When they next meet, Osaka also asked for some privacy and understanding from the media.

“Want to thank those in the public eye who have supported, encouraged and offered such kind words” – Naomi Osaka

Naomi Osaka at the 2021 Australian Open

Naomi Osaka thanked everyone who had helped her, including fellow athletes and public figures, as well as sponsors and brands with whom she is affiliated.

“Too many to mention,” she remarked, “but I’d like to start with my family and friends, who have been incredible.” “Nothing is more vital than those connections.” I’d also like to express my gratitude to individuals in the public eye who have offered their support, encouragement, and good words. To mention a few, Michelle Obama, Michael Phelps, Steph Curry, Novak Djokovic, and Meghan Markle.

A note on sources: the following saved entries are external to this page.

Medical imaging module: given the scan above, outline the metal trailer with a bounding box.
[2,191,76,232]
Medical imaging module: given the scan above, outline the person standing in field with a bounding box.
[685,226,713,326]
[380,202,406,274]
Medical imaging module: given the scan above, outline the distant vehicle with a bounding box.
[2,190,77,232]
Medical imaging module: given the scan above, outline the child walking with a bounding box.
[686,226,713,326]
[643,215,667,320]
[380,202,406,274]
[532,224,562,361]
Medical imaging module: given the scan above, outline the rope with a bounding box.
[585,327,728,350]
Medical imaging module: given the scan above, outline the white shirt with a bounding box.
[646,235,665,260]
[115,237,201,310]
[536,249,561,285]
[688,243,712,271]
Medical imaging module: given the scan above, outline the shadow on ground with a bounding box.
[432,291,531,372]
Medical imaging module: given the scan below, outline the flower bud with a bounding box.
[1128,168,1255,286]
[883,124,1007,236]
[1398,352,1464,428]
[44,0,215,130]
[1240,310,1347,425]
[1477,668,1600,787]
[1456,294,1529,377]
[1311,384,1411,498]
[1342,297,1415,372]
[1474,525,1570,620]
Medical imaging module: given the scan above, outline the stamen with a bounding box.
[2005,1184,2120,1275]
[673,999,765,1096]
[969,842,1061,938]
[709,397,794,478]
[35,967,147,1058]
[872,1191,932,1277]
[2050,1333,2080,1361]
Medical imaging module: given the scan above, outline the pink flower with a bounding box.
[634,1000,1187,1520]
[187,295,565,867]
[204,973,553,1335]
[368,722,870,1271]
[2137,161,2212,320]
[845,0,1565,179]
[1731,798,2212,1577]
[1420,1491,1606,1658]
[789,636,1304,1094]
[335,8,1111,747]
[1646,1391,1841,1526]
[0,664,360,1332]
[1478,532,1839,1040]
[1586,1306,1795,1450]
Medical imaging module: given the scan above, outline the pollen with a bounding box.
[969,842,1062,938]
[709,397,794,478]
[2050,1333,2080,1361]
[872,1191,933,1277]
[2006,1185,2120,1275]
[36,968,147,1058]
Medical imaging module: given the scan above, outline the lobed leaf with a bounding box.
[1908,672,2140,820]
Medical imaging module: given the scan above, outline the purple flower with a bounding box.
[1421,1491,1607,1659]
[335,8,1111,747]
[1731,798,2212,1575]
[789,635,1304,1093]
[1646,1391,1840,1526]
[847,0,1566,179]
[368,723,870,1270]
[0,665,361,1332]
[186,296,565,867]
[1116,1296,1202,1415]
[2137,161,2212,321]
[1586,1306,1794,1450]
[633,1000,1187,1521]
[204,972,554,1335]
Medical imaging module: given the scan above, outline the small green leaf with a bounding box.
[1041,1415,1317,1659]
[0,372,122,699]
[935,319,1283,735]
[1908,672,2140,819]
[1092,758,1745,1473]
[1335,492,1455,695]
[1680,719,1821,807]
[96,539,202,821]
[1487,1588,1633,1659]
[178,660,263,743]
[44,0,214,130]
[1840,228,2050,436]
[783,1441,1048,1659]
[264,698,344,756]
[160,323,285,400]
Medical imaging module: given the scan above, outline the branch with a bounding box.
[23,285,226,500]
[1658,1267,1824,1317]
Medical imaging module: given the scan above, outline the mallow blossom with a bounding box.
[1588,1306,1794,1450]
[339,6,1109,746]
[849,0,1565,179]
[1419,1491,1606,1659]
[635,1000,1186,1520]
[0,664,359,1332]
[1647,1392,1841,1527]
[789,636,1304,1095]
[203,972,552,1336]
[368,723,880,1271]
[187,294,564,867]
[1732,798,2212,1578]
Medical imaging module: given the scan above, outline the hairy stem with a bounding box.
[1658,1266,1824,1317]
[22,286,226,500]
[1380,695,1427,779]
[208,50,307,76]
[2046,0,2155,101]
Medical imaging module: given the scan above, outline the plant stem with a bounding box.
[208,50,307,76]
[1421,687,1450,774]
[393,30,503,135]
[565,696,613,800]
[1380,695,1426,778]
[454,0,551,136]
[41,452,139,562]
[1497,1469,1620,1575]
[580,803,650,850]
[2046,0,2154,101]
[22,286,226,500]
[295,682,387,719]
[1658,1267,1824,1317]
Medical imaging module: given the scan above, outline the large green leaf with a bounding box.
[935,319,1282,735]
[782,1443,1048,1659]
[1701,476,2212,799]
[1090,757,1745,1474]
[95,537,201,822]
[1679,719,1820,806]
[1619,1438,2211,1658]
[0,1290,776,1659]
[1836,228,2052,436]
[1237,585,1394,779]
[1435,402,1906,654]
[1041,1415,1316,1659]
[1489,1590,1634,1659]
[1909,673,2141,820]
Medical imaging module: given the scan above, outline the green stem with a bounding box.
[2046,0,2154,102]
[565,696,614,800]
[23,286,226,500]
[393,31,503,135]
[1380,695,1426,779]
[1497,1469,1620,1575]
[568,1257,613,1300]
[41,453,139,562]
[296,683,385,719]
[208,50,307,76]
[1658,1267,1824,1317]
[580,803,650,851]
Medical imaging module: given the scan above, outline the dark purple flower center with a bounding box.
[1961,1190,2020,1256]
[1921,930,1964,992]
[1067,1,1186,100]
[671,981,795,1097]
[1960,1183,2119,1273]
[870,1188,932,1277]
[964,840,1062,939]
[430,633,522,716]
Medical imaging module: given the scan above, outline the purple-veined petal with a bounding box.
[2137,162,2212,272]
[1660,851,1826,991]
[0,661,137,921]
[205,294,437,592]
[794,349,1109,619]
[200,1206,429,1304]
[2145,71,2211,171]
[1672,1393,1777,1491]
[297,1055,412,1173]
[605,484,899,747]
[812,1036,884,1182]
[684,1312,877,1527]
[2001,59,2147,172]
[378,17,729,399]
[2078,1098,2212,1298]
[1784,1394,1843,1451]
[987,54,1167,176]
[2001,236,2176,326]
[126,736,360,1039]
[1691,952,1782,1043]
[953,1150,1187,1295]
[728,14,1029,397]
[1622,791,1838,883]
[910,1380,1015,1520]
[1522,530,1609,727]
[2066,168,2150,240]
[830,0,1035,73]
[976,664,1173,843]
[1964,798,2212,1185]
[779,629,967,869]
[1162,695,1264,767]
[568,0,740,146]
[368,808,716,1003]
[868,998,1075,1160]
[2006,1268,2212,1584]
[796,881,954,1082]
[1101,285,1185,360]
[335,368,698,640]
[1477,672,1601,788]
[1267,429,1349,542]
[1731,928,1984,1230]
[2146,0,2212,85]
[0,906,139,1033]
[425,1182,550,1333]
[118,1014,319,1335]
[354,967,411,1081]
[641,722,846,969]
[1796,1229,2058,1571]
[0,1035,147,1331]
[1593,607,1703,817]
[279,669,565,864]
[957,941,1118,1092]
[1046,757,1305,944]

In addition, I am forever grateful to all of my collaborators. Although I am not surprised because I purposely chose liberal, empathic, and progressive brand partners, I am grateful nonetheless.”
Osaka concluded her essay by noting that all of her difficulties over the last several weeks would be worth it if she could save one life or have an impact on others through her experience.

Because it’s still so new to me and I don’t have all the answers, I’m hesitant to be the ambassador or face of athlete mental health. I hope that people can empathize and understand that it’s okay to be uncomfortable and to talk about it. There are individuals who can assist you, and there is generally a ray of hope at the end of the tunnel. According to Michael Phelps, I may have saved a life by speaking up. If that’s the case, then everything was worth it.”